Once the hosts have developed a rapport with an attendee, then someone needs to invite them to do something beyond the meetup events. This catch-up could take the form of inviting them to go for a walk or a run, share a lunch, snack, or study or edit an assignment, or else take a trip to the beach or local market together.
What makes a good friend? What are the qualities in the people we intend to keep in our lives for a long time? The personal attributes that come to mind will likely be kind, patient, honest, trustworthy, loyal, a good listener, generous, well-mannered, reliable, genuinely cares about people, animals and the planet, steps up and offers to help when needed. These are all good qualities to cultivate. Without them, it is very hard to make long-term friends that reciprocate the give and take needed to sustain enduring relationships.
However, we all seem to be attracted to those that have a dash or an extraordinary splash of X-factor. While it is somewhat difficult to define what ‘does it’ for each of us, usually the common denominators of attraction rather than repulsion are healthy doses of enthusiasm, confidence, humour – and last but not least, optimism. When it comes to making friends, anyone born blessed with any one of these X-factor traits, will certainly have an advantage over those who lack natural endowment of these valuable social graces. However, these X-factor social attractors, cannot trump consistent trustworthy, reliability nor a spirit of cooperativeness.

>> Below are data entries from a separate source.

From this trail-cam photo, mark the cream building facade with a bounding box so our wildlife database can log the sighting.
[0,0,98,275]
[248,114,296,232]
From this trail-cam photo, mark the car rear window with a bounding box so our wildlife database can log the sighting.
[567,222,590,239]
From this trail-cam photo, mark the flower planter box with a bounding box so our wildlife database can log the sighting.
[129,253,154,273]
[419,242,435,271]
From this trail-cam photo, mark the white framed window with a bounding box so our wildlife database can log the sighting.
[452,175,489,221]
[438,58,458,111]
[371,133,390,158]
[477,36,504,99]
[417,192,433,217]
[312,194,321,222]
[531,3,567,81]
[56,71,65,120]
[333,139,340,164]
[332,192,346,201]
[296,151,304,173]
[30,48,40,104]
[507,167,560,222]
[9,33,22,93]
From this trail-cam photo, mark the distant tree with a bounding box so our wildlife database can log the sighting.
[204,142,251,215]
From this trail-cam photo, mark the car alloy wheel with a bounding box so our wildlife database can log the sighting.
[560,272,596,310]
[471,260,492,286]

If we are aware that we lack these qualities; through will and effort as well as support from those progressing toward sharing all with all, each and every character trait can be consciously cultivated. Capacity to develop, nurture and sustain friendships with a diverse range of people from different age ranges, language groups and cultural backgrounds, are the core activities of changemaker activism. Any attitude or impasse that sidelines or dispenses with this essential central undertaking will erode and thereby cancel out any gains that may have been hard won by our own as well as everyone else’s contributions of time, talent and resources.